B cells: Development, activation and humoral immunity Flashcards
B-cell development:
B cells develop in the bone marrow, where they undergo selection processes to ensure self-tolerance.
Bone marrow selection:
B cells that bind self-antigens with high affinity are eliminated to prevent autoimmunity.
B-cell receptor (BCR):
A membrane-bound antibody that allows B cells to recognize specific antigens.
Naïve B cells:
Mature B cells that have not yet encountered their specific antigen.
B-cell activation:
Occurs when the BCR binds to its specific antigen, and co-stimulatory signals from helper T cells are provided.
Helper T-cell support for B cells:
Activated CD4+ T cells provide cytokines and co-stimulatory signals that help B cells proliferate and differentiate.
Clonal expansion of B cells:
Activated B cells proliferate, creating a population of identical cells to combat the antigen.
B-cell differentiation:
Activated B cells differentiate into plasma cells (antibody-secreting cells) and memory B cells.
Plasma cells:
Differentiated B cells that secrete large amounts of antibodies specific to the antigen.
Antibody production:
Plasma cells produce antibodies (immunoglobulins) that bind to antigens, neutralize them, or mark them for destruction.
Humoral immunity:
The immune response mediated by antibodies produced by B cells, targeting pathogens and toxins.
Isotype switching:
B cells can change the class of antibody they produce (e.g., from IgM to IgG) in response to cytokine signals.
Memory B cells:
Long-lived B cells that remain after infection resolution, providing rapid antibody production upon re-exposure to the same antigen.

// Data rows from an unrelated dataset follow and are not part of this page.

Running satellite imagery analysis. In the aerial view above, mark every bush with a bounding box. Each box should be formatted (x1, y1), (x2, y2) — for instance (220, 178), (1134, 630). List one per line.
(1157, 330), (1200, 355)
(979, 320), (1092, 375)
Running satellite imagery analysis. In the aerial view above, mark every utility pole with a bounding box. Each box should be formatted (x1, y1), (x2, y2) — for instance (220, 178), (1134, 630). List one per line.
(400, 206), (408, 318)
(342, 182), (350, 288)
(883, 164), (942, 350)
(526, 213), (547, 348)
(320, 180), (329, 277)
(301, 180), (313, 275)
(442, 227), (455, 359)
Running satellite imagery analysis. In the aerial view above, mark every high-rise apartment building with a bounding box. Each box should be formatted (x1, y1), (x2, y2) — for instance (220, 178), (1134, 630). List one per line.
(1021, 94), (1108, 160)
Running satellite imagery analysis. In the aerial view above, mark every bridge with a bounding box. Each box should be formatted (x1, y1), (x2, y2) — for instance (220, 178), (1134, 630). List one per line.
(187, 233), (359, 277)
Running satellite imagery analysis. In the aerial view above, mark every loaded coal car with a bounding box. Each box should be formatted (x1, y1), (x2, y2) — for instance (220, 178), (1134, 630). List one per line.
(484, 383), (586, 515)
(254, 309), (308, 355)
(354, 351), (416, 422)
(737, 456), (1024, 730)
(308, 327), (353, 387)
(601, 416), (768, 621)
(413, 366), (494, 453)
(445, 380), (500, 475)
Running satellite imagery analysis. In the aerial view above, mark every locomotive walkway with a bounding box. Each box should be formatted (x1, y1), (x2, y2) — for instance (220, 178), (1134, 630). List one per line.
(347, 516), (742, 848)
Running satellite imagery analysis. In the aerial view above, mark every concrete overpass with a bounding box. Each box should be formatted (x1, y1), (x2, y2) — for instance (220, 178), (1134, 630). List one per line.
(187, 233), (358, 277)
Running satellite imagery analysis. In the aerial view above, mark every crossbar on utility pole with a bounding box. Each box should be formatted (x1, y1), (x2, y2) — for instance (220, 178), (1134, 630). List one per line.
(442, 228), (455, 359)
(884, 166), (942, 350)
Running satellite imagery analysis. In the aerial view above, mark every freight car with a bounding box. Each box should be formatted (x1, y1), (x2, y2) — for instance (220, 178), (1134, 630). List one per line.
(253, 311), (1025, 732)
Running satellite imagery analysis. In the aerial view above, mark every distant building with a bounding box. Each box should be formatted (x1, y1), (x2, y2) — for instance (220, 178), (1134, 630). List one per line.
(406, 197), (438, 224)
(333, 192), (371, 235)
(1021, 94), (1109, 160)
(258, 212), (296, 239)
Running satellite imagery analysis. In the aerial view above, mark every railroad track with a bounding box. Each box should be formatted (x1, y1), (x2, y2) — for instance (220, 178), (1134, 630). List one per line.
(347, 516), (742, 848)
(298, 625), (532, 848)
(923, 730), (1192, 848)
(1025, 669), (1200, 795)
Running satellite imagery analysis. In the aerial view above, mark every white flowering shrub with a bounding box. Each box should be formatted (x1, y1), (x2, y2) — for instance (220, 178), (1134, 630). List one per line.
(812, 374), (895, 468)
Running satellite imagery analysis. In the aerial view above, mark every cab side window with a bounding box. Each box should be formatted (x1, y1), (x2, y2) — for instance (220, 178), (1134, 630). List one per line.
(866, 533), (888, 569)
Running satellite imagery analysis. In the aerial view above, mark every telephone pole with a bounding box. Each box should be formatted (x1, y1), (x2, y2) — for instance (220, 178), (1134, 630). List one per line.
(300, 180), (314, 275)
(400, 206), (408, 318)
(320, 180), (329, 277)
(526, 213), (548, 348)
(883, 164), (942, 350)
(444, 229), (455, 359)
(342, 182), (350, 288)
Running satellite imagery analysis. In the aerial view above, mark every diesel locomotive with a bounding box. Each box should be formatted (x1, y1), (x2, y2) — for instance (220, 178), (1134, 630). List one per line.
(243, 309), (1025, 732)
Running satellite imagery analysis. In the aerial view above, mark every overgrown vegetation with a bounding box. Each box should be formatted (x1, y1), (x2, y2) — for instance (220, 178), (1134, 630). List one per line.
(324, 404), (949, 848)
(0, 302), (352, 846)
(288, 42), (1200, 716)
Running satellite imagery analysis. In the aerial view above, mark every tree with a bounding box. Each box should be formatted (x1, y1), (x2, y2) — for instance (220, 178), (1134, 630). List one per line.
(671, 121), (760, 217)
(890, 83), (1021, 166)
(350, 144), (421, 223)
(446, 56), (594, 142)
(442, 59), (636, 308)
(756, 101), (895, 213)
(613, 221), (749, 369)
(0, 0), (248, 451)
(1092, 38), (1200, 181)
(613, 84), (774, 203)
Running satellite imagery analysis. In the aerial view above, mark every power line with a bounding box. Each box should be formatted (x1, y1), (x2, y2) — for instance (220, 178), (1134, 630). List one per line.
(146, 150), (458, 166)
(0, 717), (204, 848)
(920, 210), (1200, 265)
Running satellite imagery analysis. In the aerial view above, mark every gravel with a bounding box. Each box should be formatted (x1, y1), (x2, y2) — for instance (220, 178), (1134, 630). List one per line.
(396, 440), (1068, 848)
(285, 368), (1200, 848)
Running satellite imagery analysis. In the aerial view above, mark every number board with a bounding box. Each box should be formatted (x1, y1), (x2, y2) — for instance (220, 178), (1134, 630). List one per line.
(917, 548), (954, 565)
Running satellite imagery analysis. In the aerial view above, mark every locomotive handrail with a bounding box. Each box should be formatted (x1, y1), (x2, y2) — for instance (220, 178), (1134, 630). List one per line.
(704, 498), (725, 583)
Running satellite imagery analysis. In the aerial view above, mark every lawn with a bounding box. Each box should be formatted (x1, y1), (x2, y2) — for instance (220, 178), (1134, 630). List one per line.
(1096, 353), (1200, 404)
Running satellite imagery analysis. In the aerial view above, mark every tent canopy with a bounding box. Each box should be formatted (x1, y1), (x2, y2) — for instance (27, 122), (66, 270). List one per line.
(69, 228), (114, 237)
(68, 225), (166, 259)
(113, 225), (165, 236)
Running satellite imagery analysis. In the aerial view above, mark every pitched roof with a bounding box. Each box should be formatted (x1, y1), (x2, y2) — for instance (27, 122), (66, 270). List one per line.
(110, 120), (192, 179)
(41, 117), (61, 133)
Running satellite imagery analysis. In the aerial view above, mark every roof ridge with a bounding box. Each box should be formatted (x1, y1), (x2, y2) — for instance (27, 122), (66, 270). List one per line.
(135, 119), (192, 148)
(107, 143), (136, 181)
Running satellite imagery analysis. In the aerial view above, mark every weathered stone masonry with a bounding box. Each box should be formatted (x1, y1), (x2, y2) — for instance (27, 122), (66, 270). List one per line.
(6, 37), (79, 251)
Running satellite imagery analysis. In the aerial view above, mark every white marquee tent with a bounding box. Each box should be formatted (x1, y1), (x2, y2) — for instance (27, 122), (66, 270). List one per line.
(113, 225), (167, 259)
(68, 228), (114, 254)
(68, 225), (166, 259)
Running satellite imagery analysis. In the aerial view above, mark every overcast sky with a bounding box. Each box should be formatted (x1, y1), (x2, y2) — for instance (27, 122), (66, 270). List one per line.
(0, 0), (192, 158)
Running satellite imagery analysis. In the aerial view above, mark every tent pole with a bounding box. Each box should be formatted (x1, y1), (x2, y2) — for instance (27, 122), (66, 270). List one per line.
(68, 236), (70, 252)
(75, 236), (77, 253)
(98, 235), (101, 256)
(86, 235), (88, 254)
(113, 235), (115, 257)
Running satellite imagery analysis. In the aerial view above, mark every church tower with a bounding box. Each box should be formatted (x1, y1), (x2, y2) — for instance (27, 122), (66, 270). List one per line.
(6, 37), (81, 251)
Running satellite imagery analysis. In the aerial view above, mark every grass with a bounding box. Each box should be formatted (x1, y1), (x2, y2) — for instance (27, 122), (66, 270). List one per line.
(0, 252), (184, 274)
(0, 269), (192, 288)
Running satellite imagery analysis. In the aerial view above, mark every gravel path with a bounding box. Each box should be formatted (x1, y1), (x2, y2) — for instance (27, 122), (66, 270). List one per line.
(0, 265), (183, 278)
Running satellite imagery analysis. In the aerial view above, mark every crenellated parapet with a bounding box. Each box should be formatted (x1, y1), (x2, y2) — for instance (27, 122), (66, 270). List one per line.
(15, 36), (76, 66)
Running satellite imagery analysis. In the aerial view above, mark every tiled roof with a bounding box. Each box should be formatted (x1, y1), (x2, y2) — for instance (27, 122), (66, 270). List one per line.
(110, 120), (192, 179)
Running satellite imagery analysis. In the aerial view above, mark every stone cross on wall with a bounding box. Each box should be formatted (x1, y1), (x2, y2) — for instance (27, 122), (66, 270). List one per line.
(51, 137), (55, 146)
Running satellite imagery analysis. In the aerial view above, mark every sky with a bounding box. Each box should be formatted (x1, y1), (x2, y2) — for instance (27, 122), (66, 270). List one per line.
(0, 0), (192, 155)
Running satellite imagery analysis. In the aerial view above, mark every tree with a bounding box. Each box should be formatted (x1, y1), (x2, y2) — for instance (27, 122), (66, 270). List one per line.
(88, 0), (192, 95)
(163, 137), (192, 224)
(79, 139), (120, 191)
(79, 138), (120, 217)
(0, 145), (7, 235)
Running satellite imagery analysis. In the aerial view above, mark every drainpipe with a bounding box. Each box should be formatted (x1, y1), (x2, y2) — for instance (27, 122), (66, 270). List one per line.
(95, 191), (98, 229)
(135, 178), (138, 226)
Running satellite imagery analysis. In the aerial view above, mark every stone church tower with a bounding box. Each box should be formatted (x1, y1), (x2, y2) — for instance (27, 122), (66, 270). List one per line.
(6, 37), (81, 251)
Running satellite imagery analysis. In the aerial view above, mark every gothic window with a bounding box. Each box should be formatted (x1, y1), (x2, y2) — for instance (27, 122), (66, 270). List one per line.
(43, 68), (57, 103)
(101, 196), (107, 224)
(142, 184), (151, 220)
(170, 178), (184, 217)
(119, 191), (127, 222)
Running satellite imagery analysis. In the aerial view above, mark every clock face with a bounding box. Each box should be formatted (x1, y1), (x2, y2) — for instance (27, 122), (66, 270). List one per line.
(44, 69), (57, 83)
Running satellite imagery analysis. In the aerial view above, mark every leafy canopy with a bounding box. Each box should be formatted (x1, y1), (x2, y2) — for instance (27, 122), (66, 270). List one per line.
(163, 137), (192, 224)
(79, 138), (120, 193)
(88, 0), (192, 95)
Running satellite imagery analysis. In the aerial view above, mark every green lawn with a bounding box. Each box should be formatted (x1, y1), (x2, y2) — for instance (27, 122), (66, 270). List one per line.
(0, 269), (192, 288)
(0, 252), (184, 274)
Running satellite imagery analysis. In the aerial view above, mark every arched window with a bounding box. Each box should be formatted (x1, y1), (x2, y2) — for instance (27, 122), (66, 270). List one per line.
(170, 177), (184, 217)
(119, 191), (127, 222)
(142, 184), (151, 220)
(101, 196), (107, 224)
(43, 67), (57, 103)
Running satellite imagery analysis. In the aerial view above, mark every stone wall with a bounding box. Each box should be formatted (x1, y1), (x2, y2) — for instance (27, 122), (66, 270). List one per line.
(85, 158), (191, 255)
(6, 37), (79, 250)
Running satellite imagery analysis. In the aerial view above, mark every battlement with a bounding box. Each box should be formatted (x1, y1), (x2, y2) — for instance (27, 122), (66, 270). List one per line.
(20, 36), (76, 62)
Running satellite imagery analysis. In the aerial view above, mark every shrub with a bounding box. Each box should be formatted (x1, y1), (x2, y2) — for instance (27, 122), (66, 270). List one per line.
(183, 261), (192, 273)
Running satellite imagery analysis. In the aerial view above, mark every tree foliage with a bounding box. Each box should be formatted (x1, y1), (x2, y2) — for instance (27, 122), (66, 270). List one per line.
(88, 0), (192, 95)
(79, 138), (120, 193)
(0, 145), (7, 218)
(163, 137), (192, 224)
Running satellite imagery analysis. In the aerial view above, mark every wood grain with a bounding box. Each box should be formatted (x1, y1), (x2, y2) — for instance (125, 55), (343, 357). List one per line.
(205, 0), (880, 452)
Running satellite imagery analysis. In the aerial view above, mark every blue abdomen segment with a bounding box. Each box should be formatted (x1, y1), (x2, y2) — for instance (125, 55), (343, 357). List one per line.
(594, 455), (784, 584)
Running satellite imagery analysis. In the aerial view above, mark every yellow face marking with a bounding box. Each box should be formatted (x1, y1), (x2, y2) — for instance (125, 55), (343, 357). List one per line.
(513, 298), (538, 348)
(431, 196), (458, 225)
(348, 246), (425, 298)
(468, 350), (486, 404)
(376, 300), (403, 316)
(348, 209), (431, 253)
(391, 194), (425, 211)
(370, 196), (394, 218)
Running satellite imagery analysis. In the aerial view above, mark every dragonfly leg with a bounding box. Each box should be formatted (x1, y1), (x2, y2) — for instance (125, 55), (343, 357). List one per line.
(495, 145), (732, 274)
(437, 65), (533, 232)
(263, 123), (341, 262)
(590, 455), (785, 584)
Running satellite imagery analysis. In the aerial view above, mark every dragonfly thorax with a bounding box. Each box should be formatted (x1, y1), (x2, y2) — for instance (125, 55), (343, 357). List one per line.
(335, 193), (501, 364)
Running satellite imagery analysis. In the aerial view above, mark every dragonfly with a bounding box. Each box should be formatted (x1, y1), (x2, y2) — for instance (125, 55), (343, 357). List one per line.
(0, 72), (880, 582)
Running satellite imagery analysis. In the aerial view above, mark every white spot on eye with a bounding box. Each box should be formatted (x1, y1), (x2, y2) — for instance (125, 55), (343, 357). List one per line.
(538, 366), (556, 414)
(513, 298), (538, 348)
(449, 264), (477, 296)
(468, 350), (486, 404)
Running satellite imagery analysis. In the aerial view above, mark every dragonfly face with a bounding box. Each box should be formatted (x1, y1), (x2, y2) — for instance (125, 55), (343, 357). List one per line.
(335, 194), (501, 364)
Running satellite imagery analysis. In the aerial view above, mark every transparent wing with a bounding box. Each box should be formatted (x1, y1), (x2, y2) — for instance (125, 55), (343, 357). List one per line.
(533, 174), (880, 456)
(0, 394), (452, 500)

Antigen presentation by B cells:
B cells can act as antigen-presenting cells (APCs), presenting processed antigen to helper T cells to enhance activation.
T-independent activation:
Some antigens, like polysaccharides, can activate B cells without T cell help, though this response is weaker and lacks memory.
T-dependent activation:
Requires help from CD4+ T cells for full activation, leading to stronger antibody responses and memory formation.
IgM antibodies:
The first antibodies produced during an immune response, primarily produced by activated B cells.
IgG antibodies:
Antibodies produced after isotype switching, important for long-term immunity and pathogen neutralization.
IgA antibodies:
Found in mucosal areas, providing protection against pathogens entering through mucosal surfaces.
IgE antibodies:
Involved in allergic reactions and defense against parasitic infections.
Antibody affinity maturation:
During immune responses, B cells undergo mutations in their antibody genes, leading to higher-affinity antibodies.
Somatic hypermutation:
A process where mutations occur in the variable regions of the BCR genes, allowing B cells to produce antibodies with increased affinity for the antigen.
Follicular B cells:
B cells that reside in lymphoid follicles and are crucial for generating memory B cells and high-affinity antibodies.
Marginal zone B cells:
B cells found in the spleen that respond to blood-borne antigens and are involved in T-independent responses.
B-cell tolerance:
The process by which B cells are prevented from reacting against self-antigens, ensuring self-tolerance.
B-cell activation in secondary lymphoid organs:
Activated B cells undergo clonal expansion and differentiation in lymph nodes and spleen after encountering antigen.
Antibody-mediated immunity:
Antibodies bind to pathogens or toxins, neutralizing them or marking them for phagocytosis or complement activation.
Complement activation by antibodies:
Antibodies, particularly IgM and IgG, can activate the complement system, leading to pathogen destruction.
Opsonization:
Antibodies enhance phagocytosis by marking pathogens for recognition and engulfment by phagocytes.
Antibody-dependent cell-mediated cytotoxicity (ADCC):
Antibodies bound to target cells can recruit NK cells to destroy infected or tumor cells.
B-cell memory response:
Upon re-exposure to an antigen, memory B cells rapidly differentiate into plasma cells and secrete antibodies.
Humoral immunity and vaccines:
Vaccines stimulate the production of memory B cells and antibodies to provide long-term immunity against pathogens.